Pour into the pan & level surface. 

Bake 50 to 60 minutes.


----------



## kadesma (Sep 29, 2005)

Pa,
When I make banana bread, my kids love to have nuts and other fruit added, so I often cut dried apricots and add to the batter.  I also dice up the apricots, mix with a little brown sugar and some cream cheese and use that to stuff things like dates or put into baked acorn squash...Hope this helps a little...
kadesma


----------



## PA Baker (Sep 30, 2005)

So many good ideas I'll have to go buy more apricots!   Thanks everyone!  Kadesma, I've been dreaming about banana bread lately (yes, I've been having weird food dreams!) and adding them into that sounds like a great idea!


----------



## SierraCook (Sep 30, 2005)

PA, here is one more use for your dried apricots.  I just bought the ingredients to make this recipe the other day.  The bars make great snacks to pack in lunches, etc.
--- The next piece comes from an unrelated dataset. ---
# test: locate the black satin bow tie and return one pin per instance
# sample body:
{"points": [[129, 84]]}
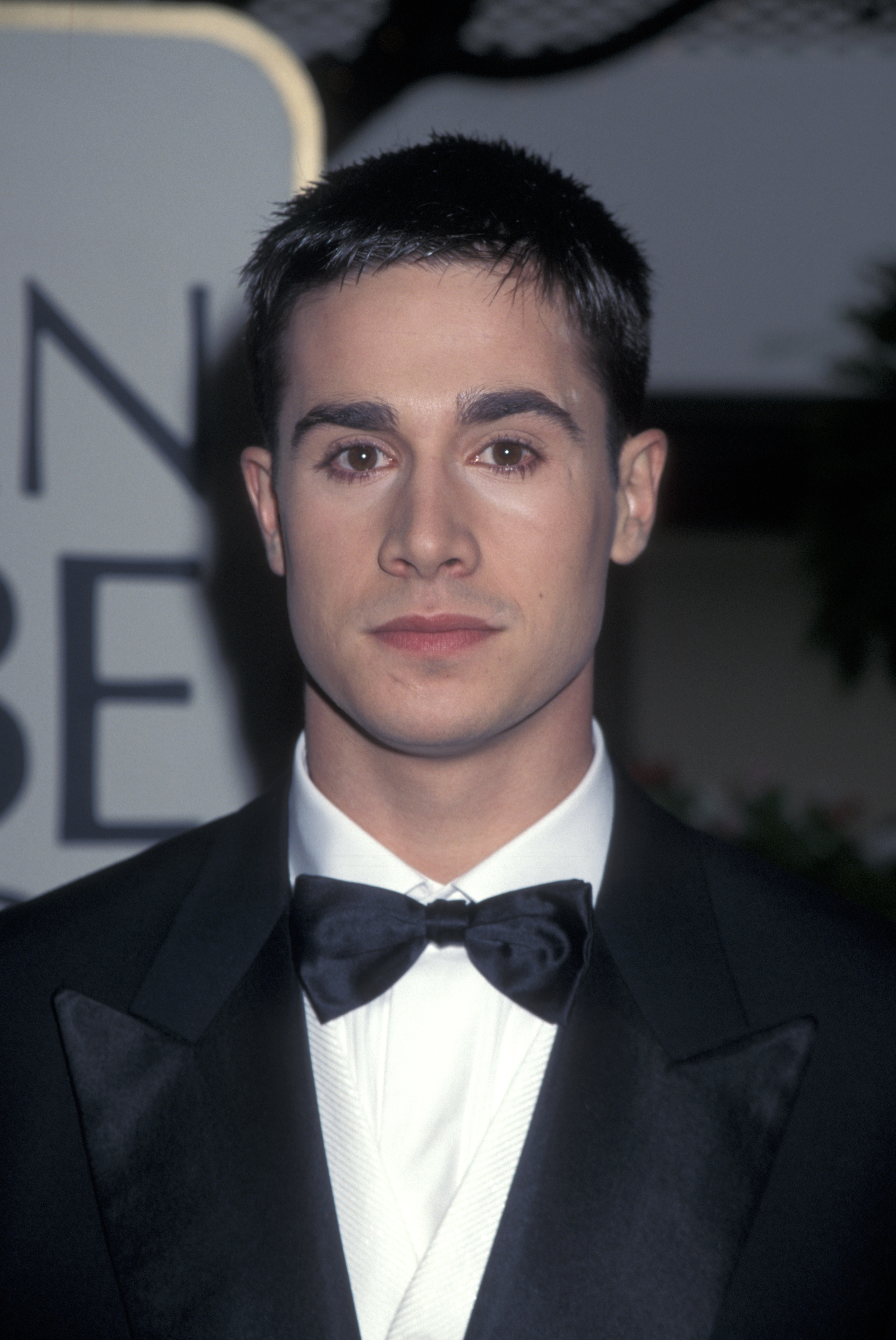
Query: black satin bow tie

Chewy Fruit & Oatmeal Bars

3/4 cup firmly packed brown sugar 
1/2 cup granulated sugar 
One 8-ounce container vanilla or plain low-fat yogurt 
2 egg whites, lightly beaten 
2 Tbsp. vegetable oil 
2 Tbsp. skim milk 
2 tsp. vanilla 
1-1/2 cups all-purpose flour 
1 tsp. baking soda 
1 tsp. ground cinnamon 
1/2 tsp. salt (optional) 
3 cups Quaker® Oats (quick or old fashioned, uncooked) 
1 cup diced dried mixed fruit, raisins, or dried cranberries 

Heat oven to 350°F. In large bowl, combine sugars, yogurt, egg whites, oil, milk, and vanilla; mix well. In medium bowl, combine flour, baking soda, cinnamon, and salt; mix well. Add to yogurt mixture; mix well. Stir in oats and fruit. 

Spread dough onto bottom of ungreased 13x9-inch baking pan. 

Bake 28 to 32 minutes or until light golden brown. Cool completely on wire rack. Cut into bars. Store tightly covered.


----------



## kadesma (Sep 30, 2005)

Sierra,

this is great, my kids will love it and so will I..I have everything at hand so tomorrow bright and early, I'm bakin  
Thank you

kadesma


----------



## PA Baker (Oct 1, 2005)

Sierra, those sound wonderful!  Thanks!!!


----------